India to Double Down on Coal Projects Amid Climate Warnings
(Bloomberg) -- India has set in motion the biggest ever auction of coal mines in the country despite the fossil fuel’s key role in contributing to global warming.
The country will put 67 mines on the block, the most in a single auction. Winners will be allowed to produce and sell the fuel, a reform meant to dislodge state monopoly over the domestic coal market and open it up to private firms. The deadline for submitting technical bids is May 27 and electronic auctions have been scheduled from June 28 to July 28, the coal ministry said on Thursday.
The auction sends mixed signals at a time when the world’s third-biggest emitter of greenhouse gases needs to shed its dependence on coal. India is under growing pressure to improve its climate commitments, which have forced government officials to debate a possible net-zero emissions target. The country is one of the most vulnerable to climate impacts, and coal mining and burning also contributes to deadly air pollution.
To be sure, the country has set aggressive goals to expand its renewable power portfolio, but coal still accounts for around 65% of its electricity generation. That share is declining though.
“India can’t just stop using coal overnight, it will take a decade or two to do that,” according to Tim Buckley, director of energy finance studies for Australia and South Asia at the Institute for Energy Economics and Financial Analysis, or IEEFA. “It’s still a necessary evil for the country for the medium term.”

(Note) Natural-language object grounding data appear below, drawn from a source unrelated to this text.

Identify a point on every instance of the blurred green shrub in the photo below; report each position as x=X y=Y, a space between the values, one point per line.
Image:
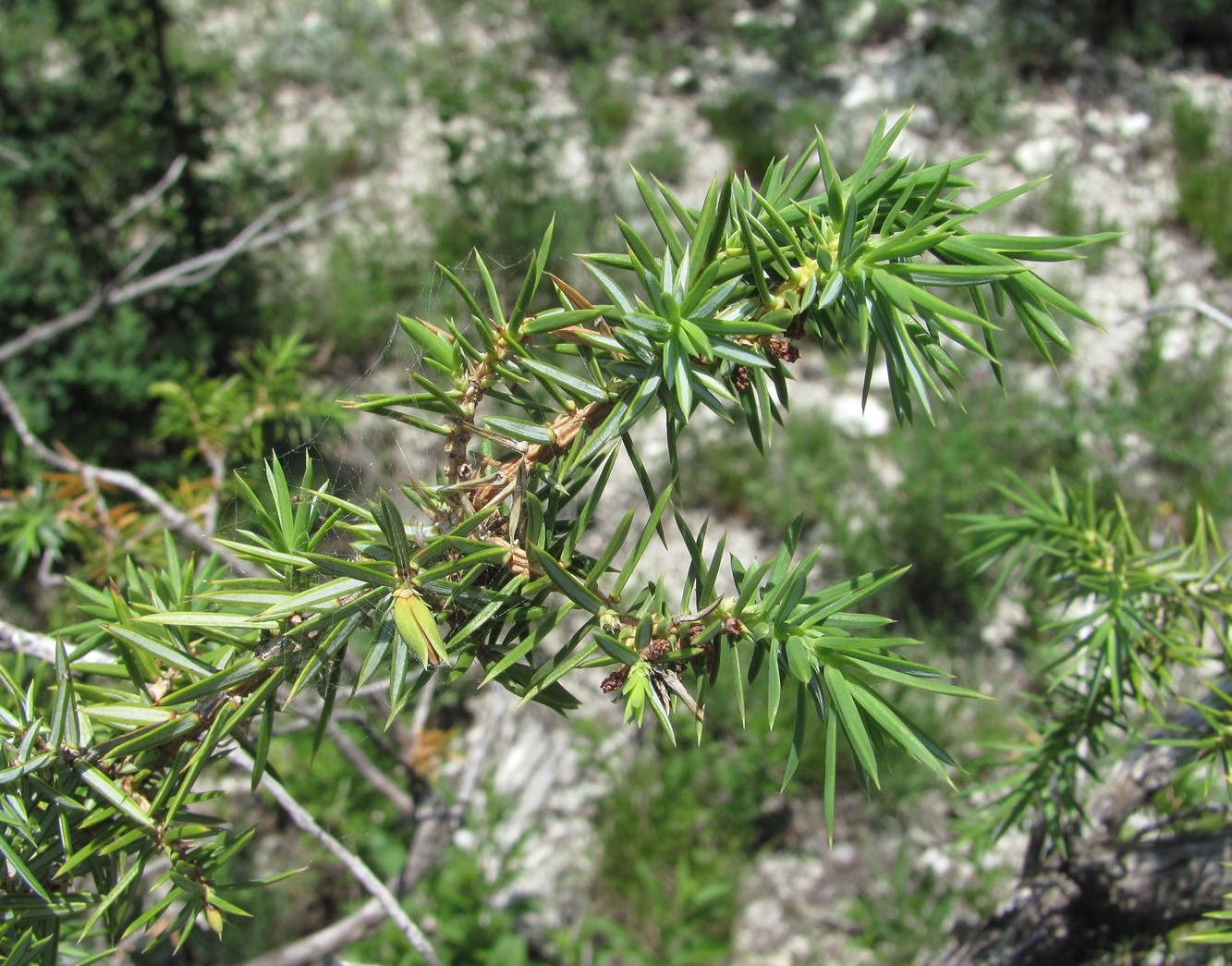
x=1204 y=177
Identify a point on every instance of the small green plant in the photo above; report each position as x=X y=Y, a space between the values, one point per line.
x=1204 y=177
x=478 y=569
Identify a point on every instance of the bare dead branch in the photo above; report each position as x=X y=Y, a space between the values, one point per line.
x=1198 y=306
x=355 y=865
x=175 y=519
x=140 y=203
x=191 y=271
x=432 y=838
x=41 y=647
x=1112 y=890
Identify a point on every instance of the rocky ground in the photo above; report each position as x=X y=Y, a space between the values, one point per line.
x=1114 y=149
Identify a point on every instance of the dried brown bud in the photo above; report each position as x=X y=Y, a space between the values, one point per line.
x=783 y=348
x=655 y=650
x=615 y=680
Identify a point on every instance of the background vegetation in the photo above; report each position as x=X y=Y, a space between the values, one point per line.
x=458 y=126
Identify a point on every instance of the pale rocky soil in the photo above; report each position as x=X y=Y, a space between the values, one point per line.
x=1117 y=153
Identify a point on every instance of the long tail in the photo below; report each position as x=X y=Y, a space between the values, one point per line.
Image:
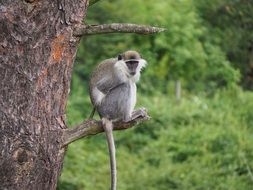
x=108 y=127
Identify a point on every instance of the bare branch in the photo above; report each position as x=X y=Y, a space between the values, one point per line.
x=116 y=28
x=93 y=127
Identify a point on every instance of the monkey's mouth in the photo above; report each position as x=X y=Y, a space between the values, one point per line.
x=132 y=73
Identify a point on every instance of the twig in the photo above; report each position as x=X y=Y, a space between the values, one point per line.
x=116 y=28
x=93 y=127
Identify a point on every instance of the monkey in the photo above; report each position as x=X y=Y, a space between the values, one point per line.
x=112 y=92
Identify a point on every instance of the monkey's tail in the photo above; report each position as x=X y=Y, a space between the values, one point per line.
x=92 y=113
x=108 y=127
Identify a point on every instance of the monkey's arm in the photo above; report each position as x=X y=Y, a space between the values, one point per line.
x=105 y=86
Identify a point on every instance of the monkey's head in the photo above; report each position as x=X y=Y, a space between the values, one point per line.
x=131 y=63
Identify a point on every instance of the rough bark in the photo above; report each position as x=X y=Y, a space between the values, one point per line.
x=116 y=28
x=37 y=50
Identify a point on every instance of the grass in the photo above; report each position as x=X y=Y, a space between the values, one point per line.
x=201 y=143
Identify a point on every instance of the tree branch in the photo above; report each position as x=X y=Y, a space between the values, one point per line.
x=116 y=28
x=93 y=127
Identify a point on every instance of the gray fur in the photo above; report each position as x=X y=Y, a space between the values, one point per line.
x=115 y=105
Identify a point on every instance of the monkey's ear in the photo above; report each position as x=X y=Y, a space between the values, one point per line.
x=120 y=57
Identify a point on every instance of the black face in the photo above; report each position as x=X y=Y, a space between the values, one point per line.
x=132 y=65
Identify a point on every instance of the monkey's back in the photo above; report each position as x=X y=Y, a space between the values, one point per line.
x=118 y=93
x=103 y=69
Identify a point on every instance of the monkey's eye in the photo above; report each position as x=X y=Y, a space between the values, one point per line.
x=132 y=62
x=120 y=57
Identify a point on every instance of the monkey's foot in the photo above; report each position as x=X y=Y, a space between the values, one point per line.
x=138 y=113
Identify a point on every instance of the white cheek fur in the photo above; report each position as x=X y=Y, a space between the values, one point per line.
x=123 y=71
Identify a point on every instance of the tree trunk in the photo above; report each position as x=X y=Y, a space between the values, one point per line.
x=37 y=50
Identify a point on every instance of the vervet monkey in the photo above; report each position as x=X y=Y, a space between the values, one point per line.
x=113 y=94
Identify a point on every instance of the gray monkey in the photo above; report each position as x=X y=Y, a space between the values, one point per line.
x=113 y=94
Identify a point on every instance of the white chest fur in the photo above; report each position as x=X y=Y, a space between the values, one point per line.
x=132 y=96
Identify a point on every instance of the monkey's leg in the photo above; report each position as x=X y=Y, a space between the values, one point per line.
x=108 y=128
x=136 y=113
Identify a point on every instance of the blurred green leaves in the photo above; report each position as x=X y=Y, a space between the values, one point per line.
x=206 y=141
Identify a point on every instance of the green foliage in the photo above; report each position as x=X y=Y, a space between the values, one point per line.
x=201 y=143
x=205 y=142
x=183 y=52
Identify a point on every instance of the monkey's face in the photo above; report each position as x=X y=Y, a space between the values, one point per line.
x=130 y=64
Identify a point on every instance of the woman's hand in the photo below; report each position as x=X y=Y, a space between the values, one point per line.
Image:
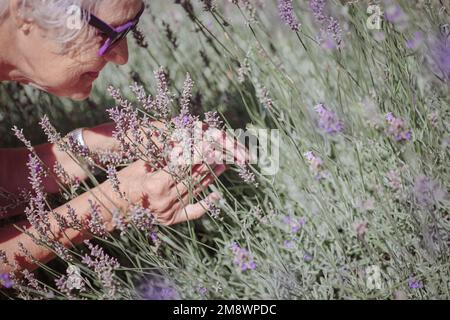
x=168 y=197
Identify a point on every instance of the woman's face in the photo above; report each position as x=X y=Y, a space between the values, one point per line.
x=72 y=73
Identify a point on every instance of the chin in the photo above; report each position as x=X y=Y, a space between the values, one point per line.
x=80 y=95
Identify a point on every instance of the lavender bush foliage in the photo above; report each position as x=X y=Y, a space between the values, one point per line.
x=371 y=191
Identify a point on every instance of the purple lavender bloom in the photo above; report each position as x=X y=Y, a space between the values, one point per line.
x=330 y=29
x=6 y=281
x=307 y=257
x=328 y=120
x=415 y=41
x=202 y=291
x=286 y=10
x=318 y=10
x=157 y=288
x=397 y=128
x=288 y=244
x=103 y=266
x=242 y=257
x=415 y=284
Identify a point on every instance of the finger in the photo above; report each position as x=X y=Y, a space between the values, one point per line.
x=195 y=211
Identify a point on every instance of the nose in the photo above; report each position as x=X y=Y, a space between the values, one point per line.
x=118 y=54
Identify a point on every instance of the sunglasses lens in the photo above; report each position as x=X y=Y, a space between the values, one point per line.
x=114 y=42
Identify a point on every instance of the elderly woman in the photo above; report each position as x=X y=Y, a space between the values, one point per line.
x=44 y=46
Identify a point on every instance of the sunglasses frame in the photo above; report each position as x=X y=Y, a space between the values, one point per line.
x=115 y=35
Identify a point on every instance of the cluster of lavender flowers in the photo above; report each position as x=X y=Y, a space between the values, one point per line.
x=328 y=120
x=6 y=281
x=428 y=192
x=294 y=224
x=397 y=128
x=316 y=165
x=331 y=33
x=286 y=10
x=242 y=258
x=103 y=266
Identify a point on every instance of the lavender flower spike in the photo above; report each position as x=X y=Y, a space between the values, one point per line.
x=286 y=10
x=328 y=120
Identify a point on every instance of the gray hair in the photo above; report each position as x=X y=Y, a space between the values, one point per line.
x=54 y=16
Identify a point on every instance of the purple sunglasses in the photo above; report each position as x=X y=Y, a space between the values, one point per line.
x=115 y=35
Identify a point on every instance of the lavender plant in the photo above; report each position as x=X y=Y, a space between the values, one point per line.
x=363 y=178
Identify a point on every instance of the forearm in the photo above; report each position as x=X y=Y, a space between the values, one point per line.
x=10 y=237
x=14 y=171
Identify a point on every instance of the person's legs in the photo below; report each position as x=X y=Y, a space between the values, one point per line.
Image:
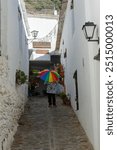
x=54 y=99
x=49 y=99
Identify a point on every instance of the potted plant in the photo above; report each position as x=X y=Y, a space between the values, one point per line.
x=21 y=78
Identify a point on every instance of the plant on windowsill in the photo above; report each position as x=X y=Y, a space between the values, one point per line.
x=21 y=78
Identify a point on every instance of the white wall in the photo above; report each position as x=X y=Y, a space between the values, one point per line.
x=45 y=26
x=80 y=55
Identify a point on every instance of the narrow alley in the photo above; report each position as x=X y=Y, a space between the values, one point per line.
x=44 y=128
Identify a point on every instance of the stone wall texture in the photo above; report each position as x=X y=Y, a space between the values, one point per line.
x=11 y=106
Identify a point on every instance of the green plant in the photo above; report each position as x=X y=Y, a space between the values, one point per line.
x=21 y=78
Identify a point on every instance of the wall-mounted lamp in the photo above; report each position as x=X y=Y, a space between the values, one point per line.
x=89 y=29
x=34 y=34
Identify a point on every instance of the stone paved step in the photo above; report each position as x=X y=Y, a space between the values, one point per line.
x=43 y=128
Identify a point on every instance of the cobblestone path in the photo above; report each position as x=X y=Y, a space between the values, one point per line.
x=43 y=128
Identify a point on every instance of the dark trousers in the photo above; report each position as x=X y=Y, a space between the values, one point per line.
x=51 y=99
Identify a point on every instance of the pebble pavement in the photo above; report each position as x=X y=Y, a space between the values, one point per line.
x=44 y=128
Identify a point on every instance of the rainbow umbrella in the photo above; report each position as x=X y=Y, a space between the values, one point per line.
x=49 y=75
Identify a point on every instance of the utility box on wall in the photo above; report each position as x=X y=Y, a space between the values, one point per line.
x=55 y=59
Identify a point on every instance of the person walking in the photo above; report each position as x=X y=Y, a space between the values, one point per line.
x=51 y=92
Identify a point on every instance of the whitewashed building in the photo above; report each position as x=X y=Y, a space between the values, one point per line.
x=13 y=56
x=45 y=42
x=82 y=71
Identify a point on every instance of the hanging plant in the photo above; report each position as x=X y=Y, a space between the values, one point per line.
x=21 y=78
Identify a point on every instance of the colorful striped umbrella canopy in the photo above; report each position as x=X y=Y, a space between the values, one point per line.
x=49 y=75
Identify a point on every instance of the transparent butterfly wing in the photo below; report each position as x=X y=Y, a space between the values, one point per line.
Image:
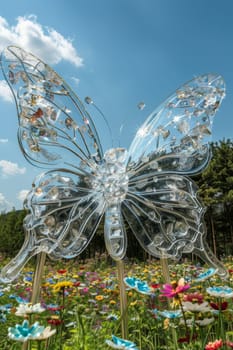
x=64 y=215
x=55 y=131
x=54 y=127
x=161 y=205
x=174 y=138
x=163 y=213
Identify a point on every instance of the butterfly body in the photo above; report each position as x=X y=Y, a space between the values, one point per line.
x=146 y=186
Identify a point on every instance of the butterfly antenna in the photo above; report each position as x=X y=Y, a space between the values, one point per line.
x=140 y=106
x=89 y=101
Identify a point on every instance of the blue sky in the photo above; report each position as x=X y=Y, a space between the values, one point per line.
x=119 y=52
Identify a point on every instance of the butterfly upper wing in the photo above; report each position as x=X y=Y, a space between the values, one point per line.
x=174 y=138
x=54 y=127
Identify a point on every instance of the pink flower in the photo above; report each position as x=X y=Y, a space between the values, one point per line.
x=214 y=345
x=172 y=290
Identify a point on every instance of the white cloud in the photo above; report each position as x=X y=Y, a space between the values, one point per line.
x=9 y=168
x=3 y=140
x=44 y=42
x=22 y=195
x=5 y=92
x=4 y=204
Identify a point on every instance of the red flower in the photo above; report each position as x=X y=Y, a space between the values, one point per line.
x=230 y=344
x=219 y=306
x=172 y=290
x=155 y=285
x=194 y=297
x=76 y=284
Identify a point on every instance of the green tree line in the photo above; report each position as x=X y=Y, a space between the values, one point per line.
x=215 y=191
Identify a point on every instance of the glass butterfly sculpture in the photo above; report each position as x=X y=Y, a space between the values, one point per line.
x=146 y=186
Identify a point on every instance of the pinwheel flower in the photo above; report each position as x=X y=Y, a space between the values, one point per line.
x=220 y=292
x=25 y=332
x=137 y=284
x=146 y=186
x=118 y=343
x=171 y=314
x=173 y=290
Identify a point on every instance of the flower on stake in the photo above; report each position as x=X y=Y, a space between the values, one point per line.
x=25 y=332
x=121 y=344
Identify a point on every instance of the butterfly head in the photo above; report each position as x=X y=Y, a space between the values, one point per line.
x=110 y=177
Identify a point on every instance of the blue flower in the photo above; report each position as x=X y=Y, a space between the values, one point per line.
x=221 y=291
x=155 y=313
x=118 y=343
x=137 y=284
x=171 y=314
x=24 y=332
x=21 y=300
x=203 y=276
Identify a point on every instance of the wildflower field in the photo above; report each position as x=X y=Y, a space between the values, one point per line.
x=79 y=308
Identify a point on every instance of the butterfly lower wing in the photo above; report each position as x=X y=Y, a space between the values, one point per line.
x=174 y=138
x=54 y=127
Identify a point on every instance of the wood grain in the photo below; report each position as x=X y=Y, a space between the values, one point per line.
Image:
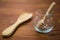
x=11 y=9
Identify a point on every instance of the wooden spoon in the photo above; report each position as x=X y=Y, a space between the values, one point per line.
x=22 y=18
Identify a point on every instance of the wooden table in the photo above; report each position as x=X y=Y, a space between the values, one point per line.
x=11 y=9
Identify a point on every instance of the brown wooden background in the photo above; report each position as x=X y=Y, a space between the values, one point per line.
x=11 y=9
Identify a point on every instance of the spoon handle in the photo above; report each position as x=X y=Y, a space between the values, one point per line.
x=49 y=9
x=9 y=31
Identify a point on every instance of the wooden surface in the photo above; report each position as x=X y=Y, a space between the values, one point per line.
x=11 y=9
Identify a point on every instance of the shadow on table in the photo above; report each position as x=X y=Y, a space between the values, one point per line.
x=4 y=37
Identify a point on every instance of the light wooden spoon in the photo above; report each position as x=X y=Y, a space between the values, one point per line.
x=22 y=18
x=48 y=11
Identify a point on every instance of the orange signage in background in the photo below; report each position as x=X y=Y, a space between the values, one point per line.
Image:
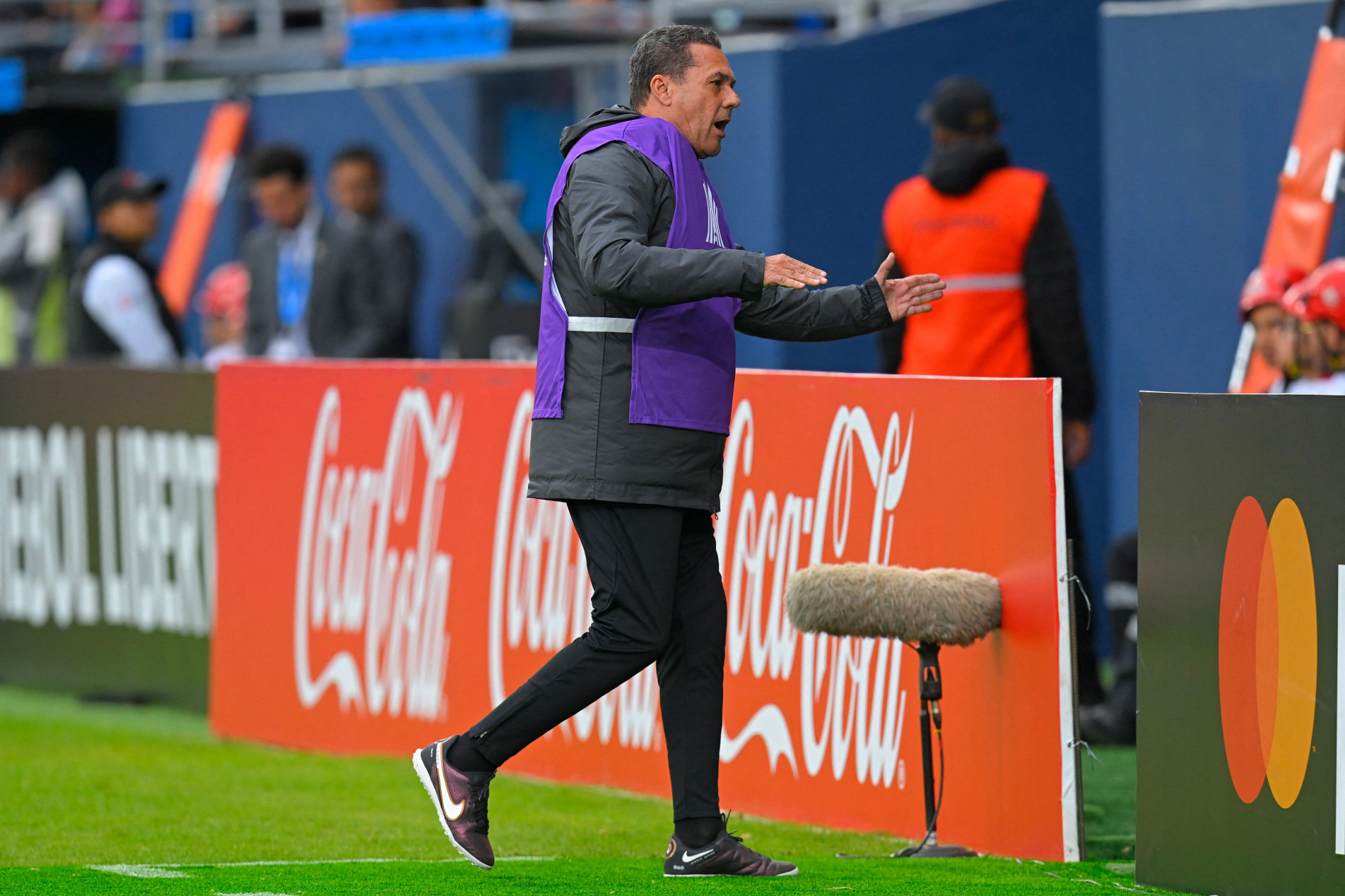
x=384 y=582
x=201 y=202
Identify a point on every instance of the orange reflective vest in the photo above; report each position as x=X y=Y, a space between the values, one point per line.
x=977 y=244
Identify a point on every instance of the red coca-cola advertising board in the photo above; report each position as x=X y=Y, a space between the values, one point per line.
x=384 y=582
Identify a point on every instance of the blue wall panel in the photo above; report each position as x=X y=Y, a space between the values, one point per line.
x=1199 y=111
x=847 y=135
x=162 y=138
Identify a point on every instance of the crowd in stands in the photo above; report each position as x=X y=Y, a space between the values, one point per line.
x=307 y=284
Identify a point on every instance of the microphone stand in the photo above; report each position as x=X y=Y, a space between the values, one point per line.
x=931 y=692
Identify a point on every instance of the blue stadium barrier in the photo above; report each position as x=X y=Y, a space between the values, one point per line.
x=423 y=35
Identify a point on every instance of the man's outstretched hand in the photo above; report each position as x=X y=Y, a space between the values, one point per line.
x=910 y=295
x=783 y=271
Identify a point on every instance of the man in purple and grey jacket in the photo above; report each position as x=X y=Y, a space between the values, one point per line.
x=643 y=290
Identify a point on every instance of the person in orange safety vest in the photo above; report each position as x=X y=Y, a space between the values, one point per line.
x=998 y=237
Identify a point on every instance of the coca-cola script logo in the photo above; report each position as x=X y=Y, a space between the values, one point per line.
x=372 y=591
x=850 y=696
x=541 y=601
x=854 y=683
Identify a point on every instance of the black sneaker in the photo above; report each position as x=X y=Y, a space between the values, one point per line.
x=459 y=802
x=725 y=856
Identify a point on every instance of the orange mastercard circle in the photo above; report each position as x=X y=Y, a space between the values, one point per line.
x=1267 y=652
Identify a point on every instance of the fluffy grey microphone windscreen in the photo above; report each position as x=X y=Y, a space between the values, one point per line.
x=934 y=606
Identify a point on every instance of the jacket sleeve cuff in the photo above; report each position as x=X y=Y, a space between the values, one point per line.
x=753 y=276
x=874 y=305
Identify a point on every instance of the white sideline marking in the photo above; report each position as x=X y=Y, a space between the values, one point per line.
x=353 y=861
x=166 y=869
x=139 y=871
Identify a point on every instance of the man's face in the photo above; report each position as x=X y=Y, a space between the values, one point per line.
x=354 y=186
x=701 y=105
x=131 y=221
x=1275 y=330
x=222 y=329
x=281 y=201
x=1313 y=357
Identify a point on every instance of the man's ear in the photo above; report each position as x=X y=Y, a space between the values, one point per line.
x=661 y=90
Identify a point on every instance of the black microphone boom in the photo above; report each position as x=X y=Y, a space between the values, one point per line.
x=926 y=607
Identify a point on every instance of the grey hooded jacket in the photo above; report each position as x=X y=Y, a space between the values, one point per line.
x=610 y=259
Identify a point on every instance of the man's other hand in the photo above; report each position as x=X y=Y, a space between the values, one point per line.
x=1078 y=442
x=783 y=271
x=910 y=295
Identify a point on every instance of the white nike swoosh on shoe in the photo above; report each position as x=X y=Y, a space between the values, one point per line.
x=451 y=810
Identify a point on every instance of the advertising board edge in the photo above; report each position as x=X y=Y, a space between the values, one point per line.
x=1068 y=790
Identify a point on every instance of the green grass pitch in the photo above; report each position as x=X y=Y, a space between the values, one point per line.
x=110 y=799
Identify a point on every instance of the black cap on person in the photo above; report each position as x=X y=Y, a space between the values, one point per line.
x=125 y=184
x=962 y=105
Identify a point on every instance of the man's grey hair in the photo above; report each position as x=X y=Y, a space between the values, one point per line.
x=666 y=52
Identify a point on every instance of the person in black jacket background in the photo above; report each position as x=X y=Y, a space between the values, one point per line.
x=117 y=311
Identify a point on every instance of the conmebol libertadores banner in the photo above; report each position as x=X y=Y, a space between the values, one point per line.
x=107 y=531
x=385 y=580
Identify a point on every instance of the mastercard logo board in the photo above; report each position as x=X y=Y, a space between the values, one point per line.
x=1267 y=652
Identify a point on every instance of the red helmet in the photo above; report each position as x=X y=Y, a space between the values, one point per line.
x=1320 y=295
x=1267 y=285
x=225 y=294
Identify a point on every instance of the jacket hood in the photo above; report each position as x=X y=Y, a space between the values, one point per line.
x=599 y=119
x=958 y=167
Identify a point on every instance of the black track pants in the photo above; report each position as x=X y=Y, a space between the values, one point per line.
x=657 y=599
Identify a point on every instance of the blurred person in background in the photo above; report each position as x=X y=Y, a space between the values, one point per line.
x=1318 y=303
x=43 y=221
x=312 y=281
x=1274 y=324
x=356 y=186
x=223 y=314
x=998 y=237
x=1112 y=721
x=117 y=311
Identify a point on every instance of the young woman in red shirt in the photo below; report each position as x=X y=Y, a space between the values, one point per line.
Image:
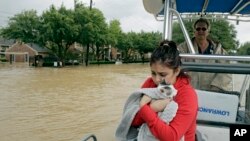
x=165 y=64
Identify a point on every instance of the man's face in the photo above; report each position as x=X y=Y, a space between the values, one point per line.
x=201 y=31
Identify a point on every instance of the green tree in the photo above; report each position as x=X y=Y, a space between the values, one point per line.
x=58 y=30
x=92 y=29
x=114 y=31
x=146 y=42
x=244 y=49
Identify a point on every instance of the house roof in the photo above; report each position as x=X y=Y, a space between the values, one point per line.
x=38 y=48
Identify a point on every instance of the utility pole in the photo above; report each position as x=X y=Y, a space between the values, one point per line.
x=88 y=44
x=90 y=6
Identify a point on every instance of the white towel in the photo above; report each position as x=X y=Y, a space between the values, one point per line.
x=125 y=132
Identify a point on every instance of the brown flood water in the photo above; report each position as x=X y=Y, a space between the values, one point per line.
x=65 y=104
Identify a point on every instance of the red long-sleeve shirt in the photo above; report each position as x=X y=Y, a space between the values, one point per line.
x=183 y=124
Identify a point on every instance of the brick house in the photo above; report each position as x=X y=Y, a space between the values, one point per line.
x=21 y=52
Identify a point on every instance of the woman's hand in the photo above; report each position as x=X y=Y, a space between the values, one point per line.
x=159 y=105
x=145 y=100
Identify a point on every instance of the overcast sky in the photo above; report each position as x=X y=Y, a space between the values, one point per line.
x=130 y=13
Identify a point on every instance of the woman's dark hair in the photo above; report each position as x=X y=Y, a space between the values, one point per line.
x=168 y=54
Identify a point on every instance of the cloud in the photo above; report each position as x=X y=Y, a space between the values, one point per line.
x=130 y=13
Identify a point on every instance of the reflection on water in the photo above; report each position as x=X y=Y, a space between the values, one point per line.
x=64 y=104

The government also sees private coal mining as a way to create jobs in an economy devastated by the pandemic. Mining projects will bring in new investments and boost socio-economic development in mining regions, according to the ministry’s statement.
“In this tranche of auction special emphasis has been given on protection of the environment,” the coal ministry’s statement said Thursday. “Coal blocks have been selected in those areas where forest cover is low, coal quality is good, mines are close to the infrastructure facilities and resettlement and rehabilitation has to be done at the minimum.”
The government began liberalization of the coal market last year. But after opposition from some states and a lack of investor interest, it whittled down the list of mines to be auctioned from 41 to 19. As the government prepared for the bids then, United Nations’ Secretary-General Antonio Guterres cautioned against investments in fossil fuels, calling such projects “a human disaster and bad economics.”